Professeur

Dans les dôjô japonais, le pratiquant est conseillé, corrigé, guidé par différentes personnes, du senpai au shihan. Ces « titres » sont utilisés comme suffixes au nom de famille et permettent de définir la hiérarchie au sein du groupe. On pourra donc entendre Sasagawa-senpai, ou Sasagawa-kantoku etc. Un simple « Sasagawa » signifiera que Monsieur Sasagawa est au même niveau de pratique que le locuteur, ou bien moins expérimenté.

Le senpai, ou « le camarade qui précède », est une personne plus âgée que soi dans la discipline (ne serait-ce que d’un an) mais qui a suivi le même chemin que celui que nous sommes en train de parcourir. Il s’agit d’une notion relative au locuteur. Il participe à l’entraînement mais n’intervient pas sur son contenu.

Le sensei, ou « celui qui a vécu avant », souvent traduit par « professeur », n’est ni forcément quelqu’un de particulièrement brillant, ni un “maître” de la discipline, mais seulement une personne qui, précédant les autres dans les étapes de l’art, peut les guider d’expérience mais surtout, et c’est ce qui le différencie du « senpai », il endosse la responsabilité de cette charge. Il s’agit donc d’une fonction objective. Il dirige l’entraînement et forme des élèves.

Le kantoku, ou « superviseur » est l’entraîneur, le coach, celui qui régit tout ce qui est lié à la compétition. Il définit l’entraînement dans cette optique, tant sur les plans physique que technico-tactique. Là encore, il s’agit d’une fonction objective. Il s’occupe d’équipes de compétiteurs et non de formation.
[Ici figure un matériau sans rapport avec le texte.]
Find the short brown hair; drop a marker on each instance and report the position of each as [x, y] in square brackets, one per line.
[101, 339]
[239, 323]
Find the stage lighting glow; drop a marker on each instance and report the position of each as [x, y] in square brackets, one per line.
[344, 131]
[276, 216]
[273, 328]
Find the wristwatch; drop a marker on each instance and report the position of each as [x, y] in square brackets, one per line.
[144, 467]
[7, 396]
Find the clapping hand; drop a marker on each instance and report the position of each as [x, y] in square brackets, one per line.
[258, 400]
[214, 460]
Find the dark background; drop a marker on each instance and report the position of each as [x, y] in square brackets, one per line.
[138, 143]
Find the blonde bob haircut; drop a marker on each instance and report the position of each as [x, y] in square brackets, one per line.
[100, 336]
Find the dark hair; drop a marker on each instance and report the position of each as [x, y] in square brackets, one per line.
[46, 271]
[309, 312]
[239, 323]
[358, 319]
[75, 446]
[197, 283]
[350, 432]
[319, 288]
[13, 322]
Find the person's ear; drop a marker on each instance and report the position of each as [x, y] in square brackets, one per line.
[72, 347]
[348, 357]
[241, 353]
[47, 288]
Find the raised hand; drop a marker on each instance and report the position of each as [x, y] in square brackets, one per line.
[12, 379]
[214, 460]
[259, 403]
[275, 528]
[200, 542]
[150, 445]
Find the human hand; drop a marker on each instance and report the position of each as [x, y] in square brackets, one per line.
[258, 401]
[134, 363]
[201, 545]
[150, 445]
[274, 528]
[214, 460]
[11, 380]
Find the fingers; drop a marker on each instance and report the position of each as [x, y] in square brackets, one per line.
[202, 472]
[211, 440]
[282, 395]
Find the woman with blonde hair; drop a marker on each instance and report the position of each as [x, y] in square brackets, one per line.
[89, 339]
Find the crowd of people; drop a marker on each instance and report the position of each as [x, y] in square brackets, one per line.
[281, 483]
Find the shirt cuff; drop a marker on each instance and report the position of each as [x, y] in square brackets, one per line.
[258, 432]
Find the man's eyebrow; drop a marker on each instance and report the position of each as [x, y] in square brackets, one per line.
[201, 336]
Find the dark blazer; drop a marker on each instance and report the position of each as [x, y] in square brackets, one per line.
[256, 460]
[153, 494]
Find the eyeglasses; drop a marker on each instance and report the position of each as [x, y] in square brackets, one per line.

Le shihan, ou « professeur exemplaire ». Il est âgé, gradé et sa vie, tout autant que son art et son investissement dans celui-ci ont valeur d’exemple. Il s’agit d’un titre, d’une reconnaissance par ses pairs. Sa conception du jûdô influence plusieurs générations de jûdôka par le vecteur des nombreux professeurs qu’il a formé, qui ont à leur tour formé des professeurs qui se reconnaissent tous dans cette filiation, ainsi que leurs élèves.


“Le professeur est l’aiguille, le disciple le fil, il ne doit y avoir aucune interruption dans l’entraînement”. Miyamoto Musashi in Gorin no sho.


Yves Cadot, Judo Magazine 183, janv. 2000.